À Marseille, Emmanuel Macron a choisi un symbole fort pour annoncer un durcissement inédit de la réponse de l’État face au narcotrafic.

Constatant l’ampleur de la violence liée aux trafics, le président assume désormais une stratégie directe : responsabiliser les consommateurs en les frappant là où cela fait le plus mal, au portefeuille.

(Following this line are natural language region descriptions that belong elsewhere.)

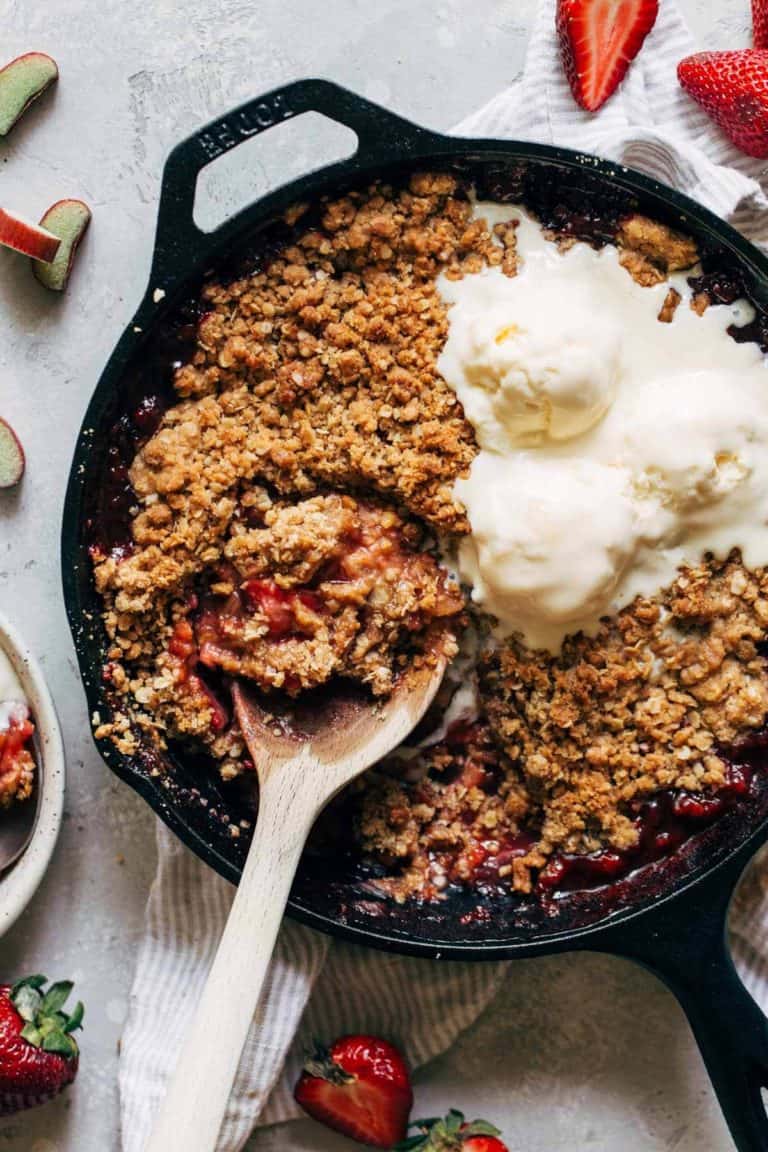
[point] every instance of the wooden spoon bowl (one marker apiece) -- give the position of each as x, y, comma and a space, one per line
304, 755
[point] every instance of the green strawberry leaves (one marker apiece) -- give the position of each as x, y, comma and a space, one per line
446, 1135
46, 1024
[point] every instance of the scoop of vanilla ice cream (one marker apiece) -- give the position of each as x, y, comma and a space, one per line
529, 369
689, 438
527, 560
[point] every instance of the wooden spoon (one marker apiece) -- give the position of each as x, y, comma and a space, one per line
303, 758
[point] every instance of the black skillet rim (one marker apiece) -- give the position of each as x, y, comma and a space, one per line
407, 146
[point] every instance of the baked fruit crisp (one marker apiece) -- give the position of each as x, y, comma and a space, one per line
16, 732
290, 513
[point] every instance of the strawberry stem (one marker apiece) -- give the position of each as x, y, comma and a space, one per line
46, 1024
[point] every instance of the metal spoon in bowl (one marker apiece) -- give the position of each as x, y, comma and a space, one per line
303, 758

En déplacement dans une cité marquée par des règlements de comptes à répétition, le chef de l’État a voulu inscrire son message dans un contexte dramatique bien réel. Marseille, devenue malgré elle l’emblème des dérives du narcotrafic, a servi de décor à cette prise de parole qui place la lutte contre la drogue au même rang que celle contre le terrorisme. Le symbole est clair : l’exécutif entend traiter ce phénomène comme une menace majeure pour la cohésion nationale.

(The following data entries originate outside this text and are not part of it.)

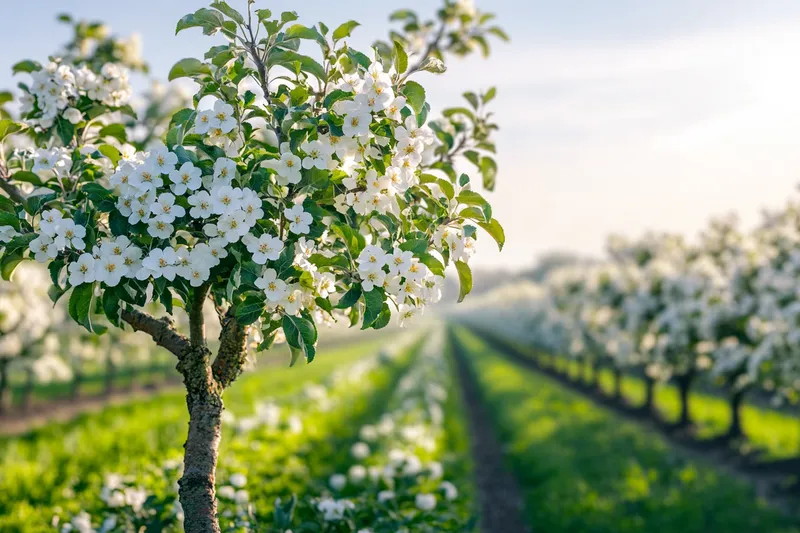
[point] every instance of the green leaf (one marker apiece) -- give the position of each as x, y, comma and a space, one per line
489, 95
228, 11
301, 334
400, 58
374, 305
447, 188
350, 298
344, 30
26, 66
115, 130
111, 305
249, 310
465, 279
33, 204
352, 238
383, 319
9, 263
118, 223
434, 65
288, 16
298, 31
335, 96
211, 21
468, 197
19, 243
9, 219
450, 112
188, 67
415, 96
494, 229
65, 130
80, 305
9, 127
287, 58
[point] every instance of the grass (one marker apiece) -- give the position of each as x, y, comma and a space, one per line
63, 464
774, 433
585, 470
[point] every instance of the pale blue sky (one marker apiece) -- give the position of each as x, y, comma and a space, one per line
615, 115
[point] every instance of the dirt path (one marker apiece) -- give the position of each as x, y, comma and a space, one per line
498, 492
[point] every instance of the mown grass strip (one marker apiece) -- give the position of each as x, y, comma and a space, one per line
583, 469
775, 434
63, 463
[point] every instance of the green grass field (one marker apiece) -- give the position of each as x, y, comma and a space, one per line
583, 469
775, 434
61, 467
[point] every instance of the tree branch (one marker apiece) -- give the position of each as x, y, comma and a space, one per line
197, 326
432, 46
232, 353
161, 330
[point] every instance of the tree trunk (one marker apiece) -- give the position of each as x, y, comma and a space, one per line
735, 430
197, 486
5, 387
649, 393
27, 391
684, 387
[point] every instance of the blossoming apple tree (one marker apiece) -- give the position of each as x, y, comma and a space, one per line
324, 193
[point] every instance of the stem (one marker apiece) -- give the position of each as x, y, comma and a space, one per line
5, 389
617, 383
27, 392
684, 387
735, 430
197, 325
650, 387
433, 45
76, 381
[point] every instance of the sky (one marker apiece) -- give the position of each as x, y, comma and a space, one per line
616, 116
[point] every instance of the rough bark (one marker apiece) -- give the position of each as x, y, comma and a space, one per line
204, 384
5, 387
160, 329
230, 360
204, 401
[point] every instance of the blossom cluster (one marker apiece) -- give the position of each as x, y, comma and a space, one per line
57, 88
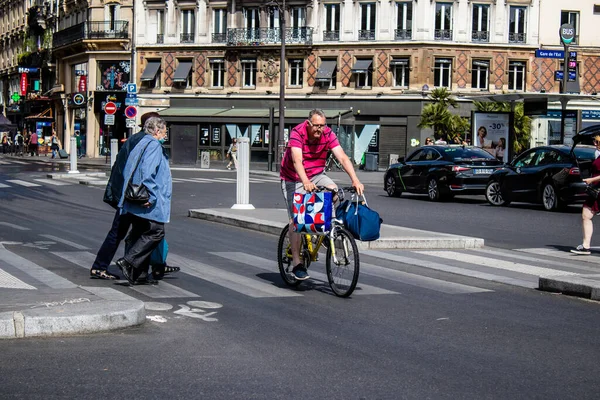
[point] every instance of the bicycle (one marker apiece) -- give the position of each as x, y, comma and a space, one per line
332, 162
342, 262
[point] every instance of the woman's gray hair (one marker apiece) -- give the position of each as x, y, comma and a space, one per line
154, 124
316, 111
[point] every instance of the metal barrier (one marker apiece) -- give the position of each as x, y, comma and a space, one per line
243, 176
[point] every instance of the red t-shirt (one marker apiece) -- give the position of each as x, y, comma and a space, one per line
314, 154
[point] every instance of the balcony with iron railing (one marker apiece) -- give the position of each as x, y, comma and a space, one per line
443, 34
91, 30
480, 36
331, 36
219, 38
368, 34
403, 34
262, 36
517, 37
187, 37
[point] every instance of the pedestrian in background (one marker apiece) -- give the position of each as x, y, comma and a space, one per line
19, 143
591, 206
5, 143
54, 144
232, 154
33, 144
148, 219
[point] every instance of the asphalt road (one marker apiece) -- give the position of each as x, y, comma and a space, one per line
413, 343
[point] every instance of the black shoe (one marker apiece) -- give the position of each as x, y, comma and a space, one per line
146, 279
126, 270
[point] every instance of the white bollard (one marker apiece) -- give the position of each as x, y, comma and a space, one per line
243, 176
114, 149
73, 156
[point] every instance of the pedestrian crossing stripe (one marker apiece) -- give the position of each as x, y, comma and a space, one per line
494, 263
8, 281
271, 265
22, 183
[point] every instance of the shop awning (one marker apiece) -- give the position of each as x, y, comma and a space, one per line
361, 66
151, 70
325, 71
182, 71
44, 115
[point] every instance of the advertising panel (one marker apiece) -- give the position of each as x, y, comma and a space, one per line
491, 133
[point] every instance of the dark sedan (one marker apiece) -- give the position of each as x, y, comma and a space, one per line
441, 172
549, 175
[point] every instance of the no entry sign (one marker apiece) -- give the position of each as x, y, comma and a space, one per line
130, 112
110, 108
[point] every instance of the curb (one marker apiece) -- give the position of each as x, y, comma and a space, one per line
586, 286
275, 227
98, 316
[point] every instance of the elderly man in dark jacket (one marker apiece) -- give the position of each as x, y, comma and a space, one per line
112, 195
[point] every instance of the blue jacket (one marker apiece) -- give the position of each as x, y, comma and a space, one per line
114, 188
154, 172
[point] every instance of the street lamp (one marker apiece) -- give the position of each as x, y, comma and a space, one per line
281, 7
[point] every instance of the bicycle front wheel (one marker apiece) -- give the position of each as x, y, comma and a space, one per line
343, 266
284, 258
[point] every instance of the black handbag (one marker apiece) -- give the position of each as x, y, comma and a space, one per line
137, 194
592, 191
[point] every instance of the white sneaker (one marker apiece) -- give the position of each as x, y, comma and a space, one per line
581, 250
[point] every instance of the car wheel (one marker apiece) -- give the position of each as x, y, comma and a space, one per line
433, 189
392, 186
493, 194
549, 197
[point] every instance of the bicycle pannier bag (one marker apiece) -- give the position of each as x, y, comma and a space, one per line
312, 212
361, 221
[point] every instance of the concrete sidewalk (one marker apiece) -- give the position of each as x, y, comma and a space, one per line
392, 237
36, 312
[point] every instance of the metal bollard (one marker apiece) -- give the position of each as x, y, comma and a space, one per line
73, 156
243, 176
114, 149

Une amende qui plus que double pour les usagers

La mesure phare annoncée par Emmanuel Macron consiste à faire passer l’amende forfaitaire délictuelle pour usage de stupéfiants de 200 à 500 euros. Cette hausse significative vise à provoquer un électrochoc chez les consommateurs, en leur rappelant que leur acte, souvent perçu comme anodin, s’inscrit en réalité dans un système économique violent et destructeur. L’objectif affiché n’est pas seulement répressif, mais pédagogique.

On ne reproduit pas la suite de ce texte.